In [1]:
import csv
import pandas as pa
import numpy as np 
import scipy
pa.options.mode.chained_assignment = None
import sys  
from sklearn.feature_extraction.text import TfidfVectorizer
from scipy import sparse
import xgboost as xgb
from xgboost.sklearn import XGBClassifier
from sklearn.cross_validation import KFold
from sklearn.metrics import mean_squared_error
from sklearn.grid_search import GridSearchCV
from sklearn.preprocessing import LabelEncoder

reload(sys)  
sys.setdefaultencoding('utf8')

from nltk.tokenize import WordPunctTokenizer
w = WordPunctTokenizer()

from nltk.corpus import stopwords
stopwords = stopwords.words('english')

from nltk import stem
english_stemmer = stem.SnowballStemmer('english')


#### Using Pandas to Load Training and Test Data

In [2]:
train = pa.read_csv("./data/train_data.csv", sep='\t', header=0)
test = pa.read_csv("./data/xtest_data.csv", sep='\t', header=0)
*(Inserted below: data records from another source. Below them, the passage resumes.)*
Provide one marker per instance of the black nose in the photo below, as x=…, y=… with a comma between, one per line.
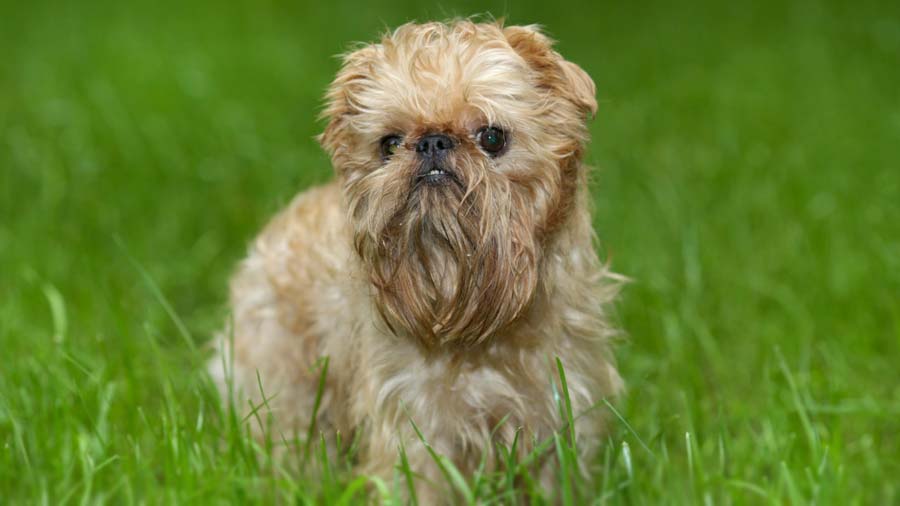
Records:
x=434, y=145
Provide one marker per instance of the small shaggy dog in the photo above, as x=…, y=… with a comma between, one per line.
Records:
x=445, y=269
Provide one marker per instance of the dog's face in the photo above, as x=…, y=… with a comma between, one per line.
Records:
x=458, y=147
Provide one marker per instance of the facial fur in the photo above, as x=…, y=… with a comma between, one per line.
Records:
x=455, y=258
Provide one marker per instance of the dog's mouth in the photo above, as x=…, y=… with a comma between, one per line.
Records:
x=435, y=175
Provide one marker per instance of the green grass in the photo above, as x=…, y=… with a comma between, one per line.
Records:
x=748, y=180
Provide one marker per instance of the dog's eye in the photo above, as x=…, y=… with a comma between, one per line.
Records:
x=389, y=145
x=492, y=140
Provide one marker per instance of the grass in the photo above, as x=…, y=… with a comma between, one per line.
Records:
x=748, y=180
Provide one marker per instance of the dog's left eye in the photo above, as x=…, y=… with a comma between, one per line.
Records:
x=389, y=145
x=492, y=140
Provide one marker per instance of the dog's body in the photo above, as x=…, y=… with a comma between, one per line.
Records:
x=443, y=277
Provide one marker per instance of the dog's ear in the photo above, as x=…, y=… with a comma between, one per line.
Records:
x=339, y=99
x=563, y=77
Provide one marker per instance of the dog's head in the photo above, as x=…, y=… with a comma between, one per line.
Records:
x=458, y=146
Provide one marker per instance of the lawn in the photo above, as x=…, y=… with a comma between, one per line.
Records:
x=747, y=179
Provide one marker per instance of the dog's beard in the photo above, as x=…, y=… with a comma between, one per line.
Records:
x=450, y=263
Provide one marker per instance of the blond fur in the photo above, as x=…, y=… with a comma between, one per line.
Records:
x=443, y=305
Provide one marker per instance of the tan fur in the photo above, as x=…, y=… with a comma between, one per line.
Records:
x=445, y=304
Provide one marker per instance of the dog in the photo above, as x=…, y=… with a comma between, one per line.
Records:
x=447, y=267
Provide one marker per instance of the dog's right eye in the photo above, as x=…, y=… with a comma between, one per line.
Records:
x=389, y=145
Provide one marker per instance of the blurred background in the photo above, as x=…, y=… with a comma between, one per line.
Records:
x=747, y=178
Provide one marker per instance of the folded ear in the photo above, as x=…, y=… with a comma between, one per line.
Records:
x=340, y=97
x=563, y=77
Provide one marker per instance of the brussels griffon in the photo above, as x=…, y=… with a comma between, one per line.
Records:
x=445, y=269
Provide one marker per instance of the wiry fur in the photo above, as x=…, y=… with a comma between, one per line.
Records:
x=444, y=304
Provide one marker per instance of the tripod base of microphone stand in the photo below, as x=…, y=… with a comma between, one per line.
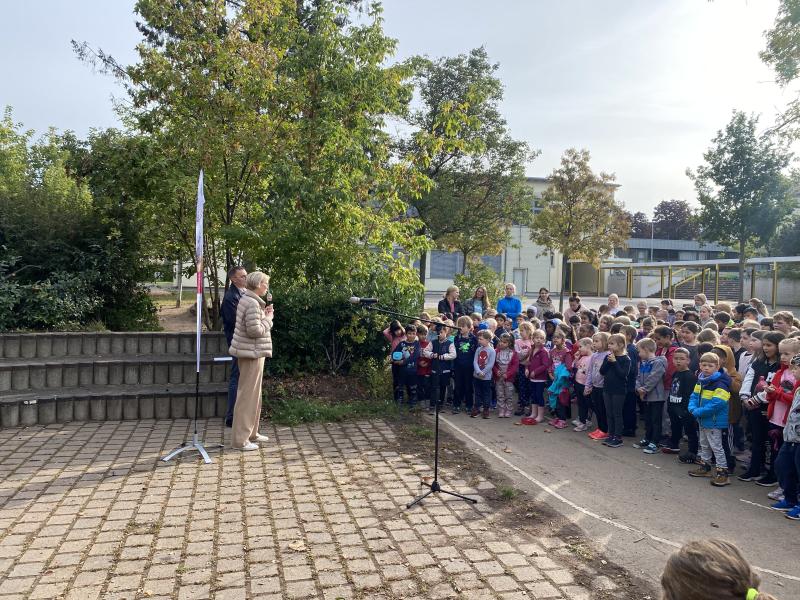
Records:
x=195, y=444
x=437, y=489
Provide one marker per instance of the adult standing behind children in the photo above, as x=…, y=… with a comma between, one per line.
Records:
x=479, y=302
x=251, y=344
x=543, y=303
x=238, y=281
x=510, y=305
x=450, y=305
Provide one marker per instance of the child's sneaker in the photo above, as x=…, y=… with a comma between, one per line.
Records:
x=720, y=478
x=767, y=481
x=776, y=495
x=702, y=470
x=782, y=505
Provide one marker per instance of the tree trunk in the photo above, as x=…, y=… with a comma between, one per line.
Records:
x=180, y=284
x=742, y=259
x=563, y=278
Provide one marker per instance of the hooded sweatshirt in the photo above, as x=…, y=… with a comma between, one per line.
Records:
x=651, y=378
x=710, y=400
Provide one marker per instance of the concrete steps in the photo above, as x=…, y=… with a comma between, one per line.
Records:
x=47, y=345
x=112, y=403
x=50, y=378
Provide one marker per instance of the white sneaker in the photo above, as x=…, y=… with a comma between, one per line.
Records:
x=247, y=446
x=776, y=495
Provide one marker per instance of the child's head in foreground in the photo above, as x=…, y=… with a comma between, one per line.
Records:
x=710, y=570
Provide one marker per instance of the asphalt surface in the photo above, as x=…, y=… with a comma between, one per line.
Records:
x=638, y=508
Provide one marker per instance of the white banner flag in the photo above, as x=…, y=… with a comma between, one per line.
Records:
x=198, y=253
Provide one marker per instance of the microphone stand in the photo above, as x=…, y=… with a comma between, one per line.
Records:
x=435, y=486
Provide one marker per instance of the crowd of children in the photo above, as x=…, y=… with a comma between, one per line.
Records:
x=718, y=376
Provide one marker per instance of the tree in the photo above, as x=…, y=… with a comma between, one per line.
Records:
x=476, y=168
x=673, y=220
x=640, y=224
x=284, y=105
x=783, y=55
x=580, y=217
x=742, y=192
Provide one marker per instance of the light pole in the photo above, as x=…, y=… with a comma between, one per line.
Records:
x=652, y=235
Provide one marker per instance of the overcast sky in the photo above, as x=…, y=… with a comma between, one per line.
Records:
x=643, y=85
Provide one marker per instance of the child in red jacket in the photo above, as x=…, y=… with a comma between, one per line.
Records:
x=538, y=367
x=506, y=365
x=780, y=391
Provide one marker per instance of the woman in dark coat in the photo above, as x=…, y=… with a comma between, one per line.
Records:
x=449, y=305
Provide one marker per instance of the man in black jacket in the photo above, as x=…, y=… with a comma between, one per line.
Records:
x=237, y=277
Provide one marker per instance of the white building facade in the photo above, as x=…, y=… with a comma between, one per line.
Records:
x=522, y=262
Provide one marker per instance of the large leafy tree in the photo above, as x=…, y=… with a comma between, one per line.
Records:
x=782, y=53
x=580, y=218
x=742, y=191
x=283, y=104
x=462, y=142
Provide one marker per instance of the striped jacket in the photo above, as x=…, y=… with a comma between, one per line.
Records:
x=709, y=400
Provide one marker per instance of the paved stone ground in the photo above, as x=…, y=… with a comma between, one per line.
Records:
x=88, y=511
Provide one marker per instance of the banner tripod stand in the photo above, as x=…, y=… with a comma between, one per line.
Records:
x=196, y=444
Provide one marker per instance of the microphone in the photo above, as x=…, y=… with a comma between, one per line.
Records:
x=363, y=301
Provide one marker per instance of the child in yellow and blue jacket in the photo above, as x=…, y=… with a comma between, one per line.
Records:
x=709, y=405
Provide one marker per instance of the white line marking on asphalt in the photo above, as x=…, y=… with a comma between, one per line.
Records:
x=549, y=490
x=754, y=504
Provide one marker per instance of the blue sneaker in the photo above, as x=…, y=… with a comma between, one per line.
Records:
x=782, y=505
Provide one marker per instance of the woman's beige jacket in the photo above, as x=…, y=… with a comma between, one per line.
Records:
x=251, y=336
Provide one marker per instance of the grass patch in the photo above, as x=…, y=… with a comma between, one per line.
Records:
x=508, y=493
x=298, y=410
x=421, y=431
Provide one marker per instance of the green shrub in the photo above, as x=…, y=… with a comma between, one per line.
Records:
x=318, y=330
x=296, y=410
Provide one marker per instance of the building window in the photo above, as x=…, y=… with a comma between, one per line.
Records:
x=495, y=262
x=445, y=265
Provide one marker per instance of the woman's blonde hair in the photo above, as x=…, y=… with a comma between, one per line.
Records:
x=759, y=306
x=603, y=337
x=708, y=335
x=254, y=280
x=526, y=326
x=486, y=300
x=709, y=570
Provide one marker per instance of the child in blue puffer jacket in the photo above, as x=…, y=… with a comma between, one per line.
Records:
x=709, y=405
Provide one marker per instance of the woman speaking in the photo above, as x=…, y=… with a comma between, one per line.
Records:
x=251, y=344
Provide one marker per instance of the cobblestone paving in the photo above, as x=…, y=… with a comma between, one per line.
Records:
x=88, y=511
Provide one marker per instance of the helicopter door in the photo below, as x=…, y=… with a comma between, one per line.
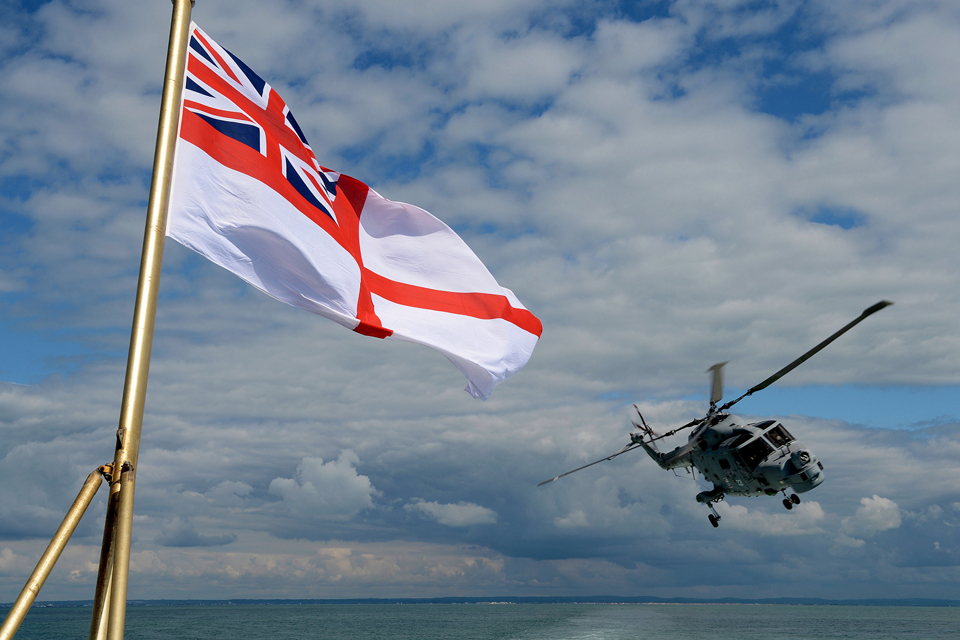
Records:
x=754, y=452
x=779, y=436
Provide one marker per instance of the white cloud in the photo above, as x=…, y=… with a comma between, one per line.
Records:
x=875, y=515
x=574, y=519
x=326, y=490
x=462, y=514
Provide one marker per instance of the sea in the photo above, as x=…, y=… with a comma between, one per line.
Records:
x=505, y=622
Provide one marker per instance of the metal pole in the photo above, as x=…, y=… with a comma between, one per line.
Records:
x=121, y=558
x=104, y=573
x=50, y=556
x=144, y=314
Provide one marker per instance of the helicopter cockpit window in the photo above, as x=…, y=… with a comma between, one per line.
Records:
x=753, y=453
x=779, y=436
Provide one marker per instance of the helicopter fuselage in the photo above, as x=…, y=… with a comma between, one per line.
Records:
x=741, y=459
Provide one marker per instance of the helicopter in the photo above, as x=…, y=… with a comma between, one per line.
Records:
x=740, y=458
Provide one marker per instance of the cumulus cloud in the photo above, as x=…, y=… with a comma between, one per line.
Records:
x=462, y=514
x=875, y=515
x=182, y=533
x=326, y=490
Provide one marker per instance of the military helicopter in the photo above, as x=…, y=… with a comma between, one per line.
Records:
x=759, y=458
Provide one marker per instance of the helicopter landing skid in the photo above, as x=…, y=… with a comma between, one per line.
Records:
x=714, y=517
x=709, y=498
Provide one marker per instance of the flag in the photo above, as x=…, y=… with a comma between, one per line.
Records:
x=249, y=195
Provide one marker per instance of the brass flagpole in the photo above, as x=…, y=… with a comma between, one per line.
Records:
x=144, y=315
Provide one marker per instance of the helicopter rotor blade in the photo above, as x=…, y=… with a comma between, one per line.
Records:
x=629, y=447
x=809, y=354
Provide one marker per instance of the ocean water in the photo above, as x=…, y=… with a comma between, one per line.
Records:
x=505, y=621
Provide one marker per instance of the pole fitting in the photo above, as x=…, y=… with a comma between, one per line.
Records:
x=106, y=472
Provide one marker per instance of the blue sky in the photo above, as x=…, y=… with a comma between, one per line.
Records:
x=665, y=184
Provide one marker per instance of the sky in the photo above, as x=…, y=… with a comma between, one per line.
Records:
x=666, y=185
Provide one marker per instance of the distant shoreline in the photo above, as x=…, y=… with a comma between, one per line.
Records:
x=501, y=600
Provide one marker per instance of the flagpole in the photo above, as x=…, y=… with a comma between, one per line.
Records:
x=144, y=315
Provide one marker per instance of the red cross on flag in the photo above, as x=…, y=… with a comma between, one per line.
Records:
x=249, y=195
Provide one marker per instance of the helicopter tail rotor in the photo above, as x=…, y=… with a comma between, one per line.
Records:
x=716, y=384
x=644, y=428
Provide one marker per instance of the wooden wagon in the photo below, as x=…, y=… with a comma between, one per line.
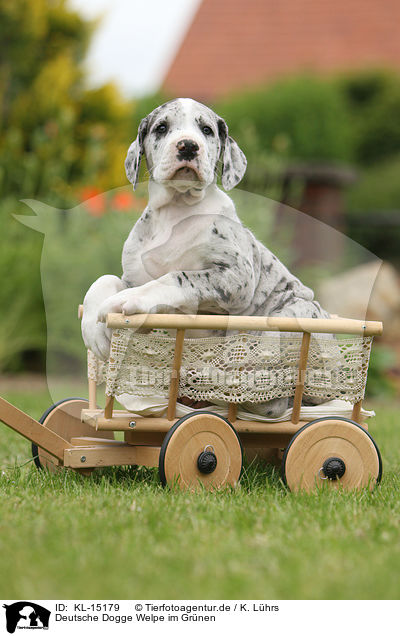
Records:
x=256, y=360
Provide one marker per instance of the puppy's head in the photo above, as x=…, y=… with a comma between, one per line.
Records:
x=182, y=142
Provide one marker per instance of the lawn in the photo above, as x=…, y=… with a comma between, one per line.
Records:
x=119, y=535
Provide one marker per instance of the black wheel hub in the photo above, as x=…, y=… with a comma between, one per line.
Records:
x=334, y=468
x=207, y=462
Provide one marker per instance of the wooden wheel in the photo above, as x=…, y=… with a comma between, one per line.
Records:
x=201, y=450
x=64, y=418
x=334, y=452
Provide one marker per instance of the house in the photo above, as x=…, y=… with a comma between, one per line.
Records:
x=233, y=44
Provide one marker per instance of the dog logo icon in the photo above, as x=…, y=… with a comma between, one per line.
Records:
x=26, y=615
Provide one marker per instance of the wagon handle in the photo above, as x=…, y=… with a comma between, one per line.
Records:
x=251, y=323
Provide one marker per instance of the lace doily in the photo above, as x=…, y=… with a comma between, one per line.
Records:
x=236, y=368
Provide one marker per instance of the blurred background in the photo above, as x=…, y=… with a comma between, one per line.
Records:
x=311, y=92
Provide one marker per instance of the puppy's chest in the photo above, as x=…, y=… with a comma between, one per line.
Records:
x=162, y=250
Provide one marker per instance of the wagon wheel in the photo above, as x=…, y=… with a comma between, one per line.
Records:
x=64, y=418
x=201, y=450
x=332, y=451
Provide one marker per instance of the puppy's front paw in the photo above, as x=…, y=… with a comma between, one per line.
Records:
x=130, y=301
x=97, y=338
x=113, y=305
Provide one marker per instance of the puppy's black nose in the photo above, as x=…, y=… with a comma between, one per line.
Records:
x=187, y=149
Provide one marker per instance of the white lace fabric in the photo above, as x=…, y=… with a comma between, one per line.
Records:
x=235, y=368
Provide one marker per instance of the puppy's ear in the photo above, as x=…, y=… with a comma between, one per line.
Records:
x=135, y=152
x=234, y=162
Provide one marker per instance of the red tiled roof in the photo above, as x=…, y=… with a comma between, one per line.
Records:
x=236, y=43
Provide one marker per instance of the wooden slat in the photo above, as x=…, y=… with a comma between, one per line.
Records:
x=96, y=441
x=356, y=413
x=92, y=393
x=251, y=323
x=109, y=407
x=232, y=412
x=176, y=367
x=121, y=419
x=32, y=430
x=110, y=455
x=305, y=345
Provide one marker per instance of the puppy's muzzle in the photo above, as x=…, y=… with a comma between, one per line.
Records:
x=187, y=150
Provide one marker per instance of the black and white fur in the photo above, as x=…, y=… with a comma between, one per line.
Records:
x=189, y=251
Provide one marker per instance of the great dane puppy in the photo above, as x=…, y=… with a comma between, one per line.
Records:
x=189, y=251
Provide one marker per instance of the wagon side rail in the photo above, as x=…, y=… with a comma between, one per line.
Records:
x=306, y=326
x=253, y=323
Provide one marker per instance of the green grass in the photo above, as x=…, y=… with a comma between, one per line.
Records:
x=119, y=535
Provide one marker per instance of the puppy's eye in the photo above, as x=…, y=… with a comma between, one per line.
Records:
x=161, y=129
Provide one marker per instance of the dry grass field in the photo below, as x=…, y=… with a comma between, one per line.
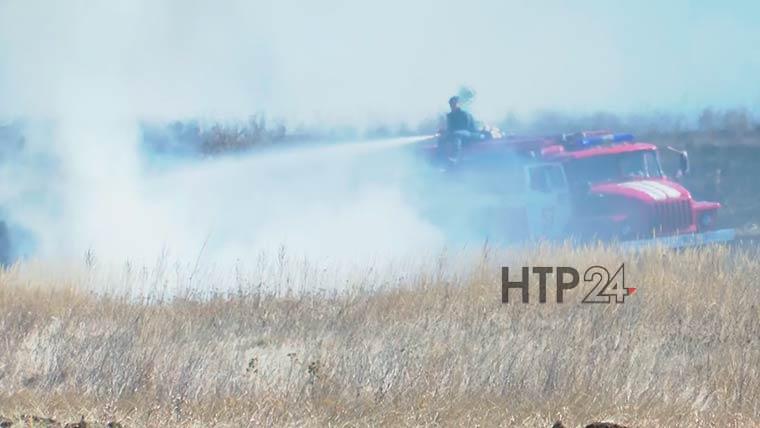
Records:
x=397, y=348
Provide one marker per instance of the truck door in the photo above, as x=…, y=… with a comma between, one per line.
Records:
x=547, y=200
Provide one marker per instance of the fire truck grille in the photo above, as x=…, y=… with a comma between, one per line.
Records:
x=671, y=216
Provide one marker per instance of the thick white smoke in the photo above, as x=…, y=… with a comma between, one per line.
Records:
x=91, y=71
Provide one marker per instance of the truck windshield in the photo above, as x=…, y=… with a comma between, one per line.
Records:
x=614, y=167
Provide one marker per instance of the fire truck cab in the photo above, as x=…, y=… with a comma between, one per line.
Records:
x=588, y=186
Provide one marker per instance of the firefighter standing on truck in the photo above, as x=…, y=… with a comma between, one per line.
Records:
x=460, y=129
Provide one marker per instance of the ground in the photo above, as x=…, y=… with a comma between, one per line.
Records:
x=432, y=347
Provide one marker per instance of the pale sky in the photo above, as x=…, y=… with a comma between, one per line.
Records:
x=339, y=60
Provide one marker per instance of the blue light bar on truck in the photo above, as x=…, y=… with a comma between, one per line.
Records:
x=584, y=140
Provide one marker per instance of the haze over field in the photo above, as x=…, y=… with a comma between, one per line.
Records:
x=95, y=70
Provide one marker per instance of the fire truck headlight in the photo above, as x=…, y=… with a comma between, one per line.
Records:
x=706, y=220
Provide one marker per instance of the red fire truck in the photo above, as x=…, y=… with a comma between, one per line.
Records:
x=587, y=186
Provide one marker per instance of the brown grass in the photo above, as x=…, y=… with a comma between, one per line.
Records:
x=434, y=348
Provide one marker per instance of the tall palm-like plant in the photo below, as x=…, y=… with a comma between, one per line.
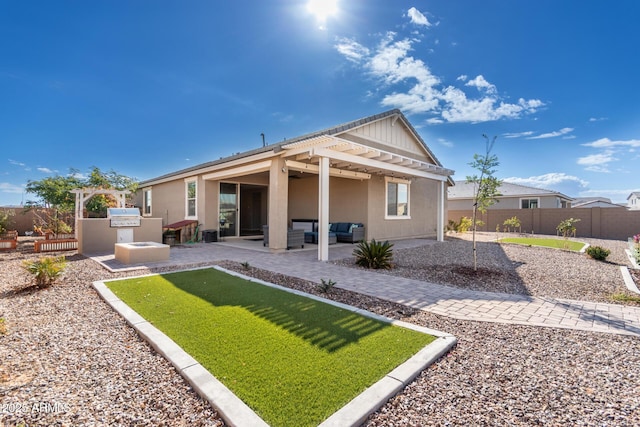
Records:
x=377, y=255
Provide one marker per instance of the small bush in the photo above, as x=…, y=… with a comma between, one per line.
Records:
x=46, y=270
x=377, y=255
x=460, y=227
x=326, y=286
x=598, y=252
x=512, y=223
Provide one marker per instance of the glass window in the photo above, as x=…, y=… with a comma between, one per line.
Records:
x=147, y=202
x=529, y=203
x=191, y=199
x=397, y=199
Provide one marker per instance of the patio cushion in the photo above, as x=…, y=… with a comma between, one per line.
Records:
x=343, y=227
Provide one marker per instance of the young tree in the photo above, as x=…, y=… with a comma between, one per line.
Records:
x=486, y=187
x=55, y=192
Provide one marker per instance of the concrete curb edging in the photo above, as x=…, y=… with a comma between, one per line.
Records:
x=628, y=280
x=356, y=412
x=234, y=411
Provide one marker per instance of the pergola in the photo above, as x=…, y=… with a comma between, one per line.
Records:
x=84, y=194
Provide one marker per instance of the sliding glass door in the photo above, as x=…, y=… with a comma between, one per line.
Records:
x=243, y=209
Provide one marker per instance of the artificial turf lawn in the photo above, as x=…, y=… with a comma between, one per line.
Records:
x=550, y=243
x=292, y=359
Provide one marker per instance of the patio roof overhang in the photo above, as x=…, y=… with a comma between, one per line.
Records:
x=353, y=160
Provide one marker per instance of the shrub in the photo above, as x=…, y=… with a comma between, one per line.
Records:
x=598, y=252
x=460, y=227
x=377, y=255
x=46, y=270
x=325, y=286
x=5, y=220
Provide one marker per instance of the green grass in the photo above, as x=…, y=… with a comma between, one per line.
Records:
x=292, y=359
x=549, y=243
x=626, y=297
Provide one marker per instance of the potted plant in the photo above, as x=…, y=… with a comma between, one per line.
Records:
x=169, y=237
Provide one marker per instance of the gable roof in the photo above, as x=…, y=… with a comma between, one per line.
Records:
x=396, y=114
x=596, y=204
x=466, y=190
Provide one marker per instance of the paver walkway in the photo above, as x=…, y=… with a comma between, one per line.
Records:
x=443, y=300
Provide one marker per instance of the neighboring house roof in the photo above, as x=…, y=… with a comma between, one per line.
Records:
x=581, y=200
x=596, y=204
x=332, y=131
x=466, y=190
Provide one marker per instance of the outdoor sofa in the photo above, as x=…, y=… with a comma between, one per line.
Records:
x=349, y=232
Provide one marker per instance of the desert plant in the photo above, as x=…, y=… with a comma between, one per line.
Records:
x=598, y=253
x=46, y=270
x=377, y=255
x=5, y=220
x=461, y=226
x=326, y=285
x=51, y=221
x=567, y=228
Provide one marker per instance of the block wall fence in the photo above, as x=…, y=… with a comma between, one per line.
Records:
x=599, y=223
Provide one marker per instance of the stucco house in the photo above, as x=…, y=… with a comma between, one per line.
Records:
x=512, y=196
x=595, y=202
x=633, y=201
x=376, y=171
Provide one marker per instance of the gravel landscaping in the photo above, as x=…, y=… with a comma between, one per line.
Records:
x=69, y=354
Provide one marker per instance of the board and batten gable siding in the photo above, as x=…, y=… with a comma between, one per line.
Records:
x=395, y=138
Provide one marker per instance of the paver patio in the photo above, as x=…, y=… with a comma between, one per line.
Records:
x=438, y=299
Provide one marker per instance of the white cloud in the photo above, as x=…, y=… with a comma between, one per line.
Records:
x=351, y=49
x=480, y=83
x=418, y=17
x=517, y=134
x=7, y=187
x=392, y=63
x=445, y=142
x=548, y=180
x=560, y=132
x=607, y=143
x=597, y=162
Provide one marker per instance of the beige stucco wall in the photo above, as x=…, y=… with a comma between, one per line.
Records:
x=95, y=235
x=347, y=199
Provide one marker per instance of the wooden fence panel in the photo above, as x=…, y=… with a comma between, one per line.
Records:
x=55, y=245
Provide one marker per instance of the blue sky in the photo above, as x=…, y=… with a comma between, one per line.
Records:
x=149, y=87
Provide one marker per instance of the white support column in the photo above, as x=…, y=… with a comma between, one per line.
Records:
x=440, y=225
x=323, y=210
x=278, y=205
#### There are many NaN values in the dataset, so instead of leaving them blank I filled them with Zeros. 

In [3]:
train = train.fillna("0")
test = test.fillna("0")

#### Creating a binary label for the label column which we have to predict and then dropping it from the training data frame.

In [4]:
ytrain = train["type"].map({"ELECTRICAL":1}).fillna(0)

In [5]:
train = train.drop(["type"], axis = 1)

#### Feature 1: By eye balling the data set I noticed that the type ELECTRICAL is directly associated with the license type ELECTRICAL CONTRACTOR LICENSE so I created a feature here I gave 1 eight to al columns containing this value and rest 0.

In [6]:
train["f1"] = 0
train["f1"][train["licensetype"] == "ELECTRICAL CONTRACTOR LICENSE"] = 1

test["f1"] = 0
test["f1"][test["licensetype"] == "ELECTRICAL CONTRACTOR LICENSE"] = 1


#### Feature 2 and 3: There is a preprocessing step for the below features for which the code is contained in extract_electrical_words.py. This file extracts unique words related with the 'type' ELECTRICAL for columns 'licensetype', 'businessname',  'description' and 'legaldescription'. This only gives us the words that are in these columns and are related with only electrical and no other type. The below code loads thos words into separate lists. There are no unique words for 'legaldescription' and 'licensetype' so we are not loading it.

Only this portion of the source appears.